(175e) Quantitative Analysis of Fundus Images for Grading of Vitreous Haze | AIChE

(175e) Quantitative Analysis of Fundus Images for Grading of Vitreous Haze

Purpose: Intraocular inflammatory processes lead to progressive accumulation of cells and protein exudate in the vitreous, which can be detected by ophthalmoloscopic inspection of the eye as decreased visibility of the retinal vasculature, optic nerve head, and other fundus details. The objective of this work was to develop a quantitative method for grading the blurriness of ocular fundus images in order to provide automated grading of the severity of uveitis.

Methods: A computer algorithm was developed to quantify image blurriness through application of entropy filtering and Fourier spatial-frequency analysis. The algorithm was refined using a set of 8 reference images that were created by optically filtering a single standard fundus picture to varying degrees that simulate increasing vitreous haze. It was then applied without modification to a dataset of 120 digital fundus images collected from patients with different grades of uveitis. The algorithm performance was evaluated against the acutance method, which is commonly used to quantify the overall sharpness of edges in an image. Computed scores of vitreous haze were also compared for both methods in a masked fashion with the subjective readings of three expert clinicians.

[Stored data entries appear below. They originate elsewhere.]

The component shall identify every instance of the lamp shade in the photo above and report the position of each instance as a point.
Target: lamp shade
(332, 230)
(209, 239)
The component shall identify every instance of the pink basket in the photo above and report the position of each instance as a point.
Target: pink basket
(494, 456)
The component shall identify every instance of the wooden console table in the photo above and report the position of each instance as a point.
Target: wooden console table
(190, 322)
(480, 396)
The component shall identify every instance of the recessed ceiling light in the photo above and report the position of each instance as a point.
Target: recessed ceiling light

Results: The Pearson correlation coefficient between computed automated grades of the algorithm and clinician grades of blurriness was 0.81-0.88 (R2 = 0.66-0.78). Acutance measurements calculated from the raw images and from images with background fluctuations subtracted out did not perform as well. The Pearson correlation coefficient between acutance and clinician grades was found to be -0.05 (R = 0.003) and 0.33 (R=0.109), respectively, which is quite weak.

Conclusions: We have developed a computer algorithm for grading vitreous haze in an unbiased and quantitative manner that correlates strongly with the subjective readings of expert clinicians. The algorithm performance with fundus images is much better than that of standard acutance measures.